If a given character survived in the first film, then they're back for the sequel. However, there's a plethora of new roles introduced. Iko Uwais is still front and center in this action film, as he tries to fight his way to freedom for himself and his family. Uwais does a marvelous job bringing him back to the big screen. He's quite believable and genuine, making it easy to sympathize with him. Since we get to learn more about him in this sequel, he gets a lot more to work with. One of the newer actors to this story is Julie Estelle in the role of Hammer Girl. She plays the character that people seem to be most excited to see, and this is rightfully so. Estelle does a wonderful job commanding the screen without speaking a single word. It's all about the body language, and she has most certainly mastered it. No matter how small the supporting role, the cast does a good job of keeping us massively entertained throughout.

Gareth Evans moves the camera more often than your average filmmaker. It creates a sense of excitement in the audience and makes it feel as if we're constantly running alongside Rama in his fights. Your typical action flick would be utilizing quick cuts, often making it difficult to see what's going on. Well, in The Raid 2: Berandal, Evans uses a lot of long shots and relatively long takes, making it easy to see every punch and kick. He has once against guaranteed that the film contains the best choreography that could possibly be incorporated. Every fight sequence looks absolutely phenomenal, just as we expected them to be. This is a man who knows how to utilize a budget in the best ways possible. The audio hits just as hard as the violence, making for an incredible overall experience at the cinemas.
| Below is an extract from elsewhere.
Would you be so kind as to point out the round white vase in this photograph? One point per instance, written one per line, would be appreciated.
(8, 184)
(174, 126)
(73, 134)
While not absolute perfection, writer/director Gareth Evans has once again managed to go above and beyond expectations. Everything is bigger, yet pretty consistent, if not a little bit better than its predecessor. The story is much more expansive and there's a lot more dialogue, but the action itself has become much more intense and the body count is much larger. The antagonists are as intimidating as could be and you'll constantly get the feeling that Rama is in deep trouble, making for a fantastic cinematic experience. The Raid 2: Berandal is one of the most potent action films on the market that will leave you in awe. Highly recommended!